Role of tissue microenvironment in axonal repair and regeneration

Different eye compartments (e.g., outer versus inner retina, retina versus optic nerve) consisting of different microenvironments likely respond to transplants differently, especially in response to transplantation-related trauma. For compartments less tolerant of transplants, strategies that can modify the microenvironment may improve transplant acceptance rate. Alternatively, before transplantation, donor cells could be modified to reduce disruption to the transplant site. In such an approach, patient-related factors such as aging, cellular senescence, trauma, inflammation due to disease, and rewiring of retinal circuitry because of disease also need to be taken into consideration.
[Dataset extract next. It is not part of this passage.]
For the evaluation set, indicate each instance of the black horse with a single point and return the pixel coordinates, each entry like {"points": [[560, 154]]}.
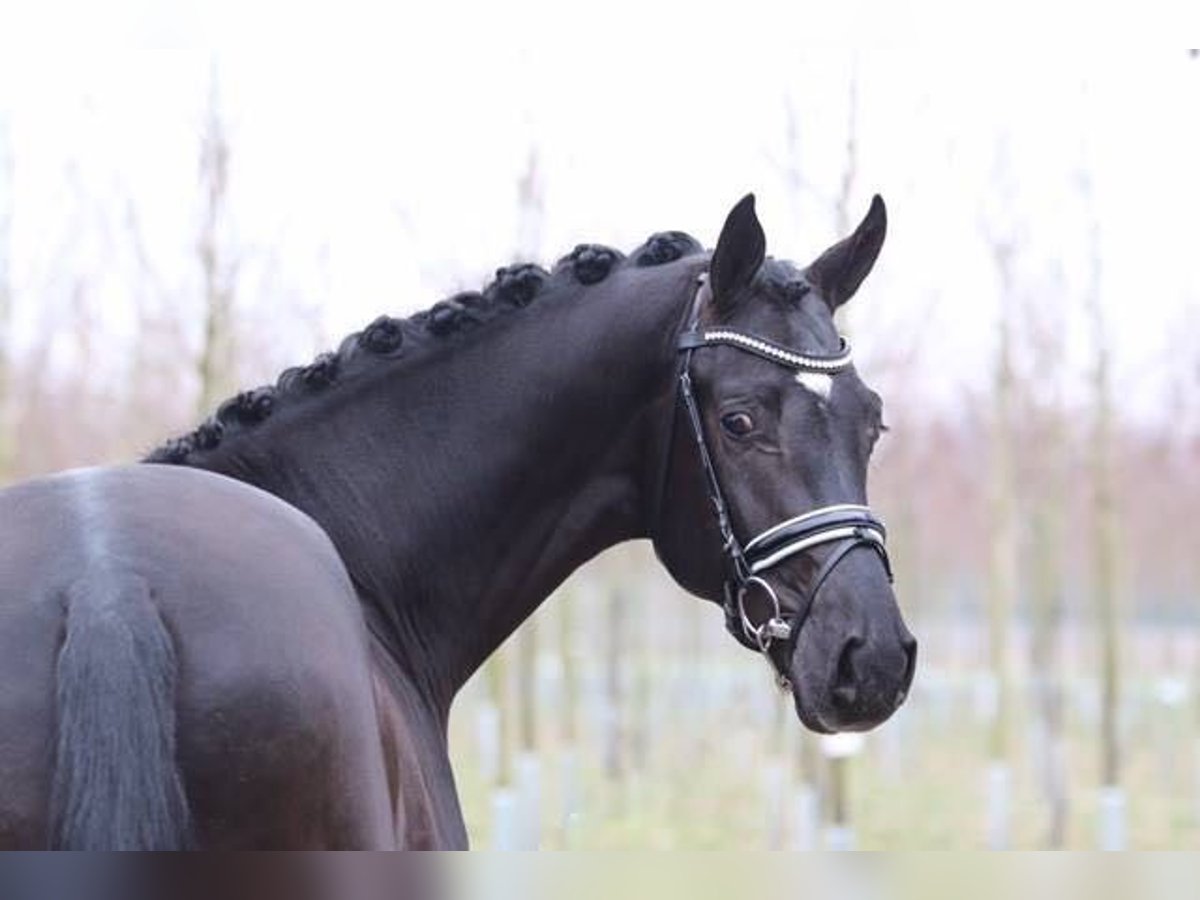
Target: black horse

Another factor to consider is the type of resident cells at the transplant site and their cell-to-cell interactions. Resident immune cells interact with transplanted cells via multiple mechanisms, including secretion of various factors, formation of cell-cell contacts, and exchange of cellular material. Different cell types in the tissue microenvironment affect axonal repair and regeneration (Rickman et al., 2008). Some inferences can be extrapolated from studies on other organs to identify potential therapeutic targets. For example, after spinal cord injury, neutrophils promote a scarring response to wall off the lesion and prevent spread of damage, and macrophages may play an important role in repair and regeneration (Fan et al., 2018). Due to the heterogeneity of glial cells (which include microglia, astrocytes, and Müller glia), the extent of their involvement in axonal repair and regeneration is not well understood. Further studies of these mechanisms will help determine which, if any, are important for axonal repair and regeneration. A deeper spatiotemporal characterization will provide insights into glial cells’ roles in these processes.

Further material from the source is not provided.